Shopping rund um die Uhr
Mithilfe der eingebauten Kamera wird der Strichcode auf dem Produkt eingelesen und über die Internetverbindung lassen sich so die Preise vergleichen und weitere Produktinformationen abfragen, ohne dass eine Taste gedrückt werden muss. Durch die Preistransparenz kann für den Handel eine neue Wettbewerbssituation entstehen. Denn der Faktor Transparenz erhöht die Preissensibilität des Konsumenten, wodurch die Wichtigkeit des Preises im Kaufentscheidungsprozess steigt und es zu einer Preisspirale nach unten kommen kann.

Aber auch der altgediente Einkaufszettel erhält Konkurrenz, denn der ortsunabhängige und direkte Zugriff auf Informationen versetzt den Konsumenten in die Lage, schnell und einfach die Produkte zu finden, die seine individuellen Bedürfnisse am besten erfüllen. Dabei wird der Kunde durch zahlreiche Mobile-Commerce-Lösungen unterstützt. Viele davon nutzen das Gepir-Netzwerk von GS1 Schweiz, denn es liefert die zu jedem Produkt notwendigen Herstellerinformationen.

Gepir steht für Global GS1 Electronic Party Information Registry und ermöglicht die Suche nach Unternehmen in über 90 Ländern weltweit. Gepir – das sind die gelben Seiten der Supply Chain im Taschenformat. Mehr als eine Million Unternehmen sind im virtuellen Nachschlagewerk von GS1 registriert. Sie alle nutzen das weltweite GS1 System zur Identifikation ihrer Produkte. Sie wollen wissen, wer hinter der Barcodenummer auf dem Früchtemüsli steckt? Ganz einfach. Wie an der Kasse im Supermarkt scannen sie mit ihrem iPhone den Strichcode. Die Nummer wird aus dem Barcode ausgelesen und eine Anfrage an Gepir gestartet. Die iGepir-Applikation liefert Informationen zu Produkt und Hersteller direkt auf den Bildschirm, und das schnell und überall. iGepir gibt’s als App zu kaufen.
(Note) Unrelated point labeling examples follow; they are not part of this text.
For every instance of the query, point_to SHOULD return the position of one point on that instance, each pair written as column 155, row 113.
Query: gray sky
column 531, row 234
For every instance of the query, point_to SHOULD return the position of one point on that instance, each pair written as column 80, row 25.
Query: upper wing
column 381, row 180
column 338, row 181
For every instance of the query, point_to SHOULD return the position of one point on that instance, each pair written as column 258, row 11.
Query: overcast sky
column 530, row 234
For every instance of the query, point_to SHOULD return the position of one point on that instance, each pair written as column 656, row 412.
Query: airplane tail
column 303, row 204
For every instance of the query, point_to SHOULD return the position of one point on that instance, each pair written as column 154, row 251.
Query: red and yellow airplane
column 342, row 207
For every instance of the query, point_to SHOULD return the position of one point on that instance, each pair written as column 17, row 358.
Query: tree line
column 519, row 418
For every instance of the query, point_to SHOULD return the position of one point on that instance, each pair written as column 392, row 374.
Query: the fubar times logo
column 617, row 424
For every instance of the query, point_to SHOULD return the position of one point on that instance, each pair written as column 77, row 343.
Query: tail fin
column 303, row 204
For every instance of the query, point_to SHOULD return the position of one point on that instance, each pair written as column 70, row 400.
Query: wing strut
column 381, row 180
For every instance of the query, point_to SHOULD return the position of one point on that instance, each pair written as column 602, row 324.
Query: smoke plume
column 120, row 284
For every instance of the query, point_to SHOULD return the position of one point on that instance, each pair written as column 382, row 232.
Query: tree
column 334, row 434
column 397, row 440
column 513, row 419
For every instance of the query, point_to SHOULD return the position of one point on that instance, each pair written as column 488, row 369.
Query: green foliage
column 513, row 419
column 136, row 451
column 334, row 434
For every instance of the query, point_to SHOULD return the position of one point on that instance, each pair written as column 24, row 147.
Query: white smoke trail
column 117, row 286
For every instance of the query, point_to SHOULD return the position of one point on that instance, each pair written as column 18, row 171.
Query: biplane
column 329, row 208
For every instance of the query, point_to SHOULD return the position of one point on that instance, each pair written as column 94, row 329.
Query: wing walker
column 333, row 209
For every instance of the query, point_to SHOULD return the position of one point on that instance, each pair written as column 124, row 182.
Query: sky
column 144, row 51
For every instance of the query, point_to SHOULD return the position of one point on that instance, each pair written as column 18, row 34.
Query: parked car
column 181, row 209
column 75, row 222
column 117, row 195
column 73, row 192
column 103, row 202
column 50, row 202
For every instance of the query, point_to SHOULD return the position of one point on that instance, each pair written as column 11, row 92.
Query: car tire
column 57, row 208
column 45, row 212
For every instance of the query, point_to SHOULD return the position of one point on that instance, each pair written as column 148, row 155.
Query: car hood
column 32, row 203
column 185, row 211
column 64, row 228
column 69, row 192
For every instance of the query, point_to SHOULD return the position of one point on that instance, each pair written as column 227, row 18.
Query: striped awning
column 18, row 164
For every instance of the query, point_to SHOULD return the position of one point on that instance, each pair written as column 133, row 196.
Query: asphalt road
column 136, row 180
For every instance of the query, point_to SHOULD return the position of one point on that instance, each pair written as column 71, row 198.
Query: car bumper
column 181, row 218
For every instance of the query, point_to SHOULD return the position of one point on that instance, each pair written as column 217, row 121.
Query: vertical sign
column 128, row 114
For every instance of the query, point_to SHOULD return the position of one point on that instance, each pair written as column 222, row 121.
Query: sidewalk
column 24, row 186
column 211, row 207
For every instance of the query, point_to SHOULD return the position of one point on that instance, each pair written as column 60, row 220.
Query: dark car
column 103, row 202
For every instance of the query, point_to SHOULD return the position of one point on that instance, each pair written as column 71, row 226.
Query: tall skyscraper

Immer besser und schneller
Betrachtet man das Einkaufserlebnis für alltägliche Güter, so gibt es bereits einige umgesetzte Konzepte. Zahlreiche kleine Programme für das Erstellen der persönlichen Einkaufslisten sind im AppStore erhältlich. Damit lassen sich Listen erstellen, die den wöchentlichen Einkauf bezüglich Kosten und Wegstrecken optimieren sollen. Die Applikation speichert die letzten Einkaufslisten und gibt Empfehlungen, wo man diese oder ähnliche Produkte aktuell am günstigsten findet.

Die Durchdringung des Mobile Commerce ist auch themen-beziehungsweise branchenabhängig. Interessant sind derzeit die Programme für das mobile Ticketing. So existieren für die Bestellung von Bahnfahrkarten und Flugtickets bereits zahlreiche mobile Prototypen, die auch schon gut funktionieren und angenommen werden. Ähnlich gut funktionieren würden sicher auch Hotelbuchungsdienste, die ortsabhängig entsprechende Übernachtungsvorschläge liefern und eine direkte Reservierung ermöglichen. Das Smartphone führt uns durchs Leben und liefert ständig personalisierte Produktempfehlungen in einer sich immer schneller drehenden Zeit. Ob es nun die eingebaute Kamera ist, der integrierte Barcodescanner oder der RFID-Connector: in Zukunft wird es zahlreiche Möglichkeiten geben, wie Offline-Produkte in die Online-Welt übertragen werden.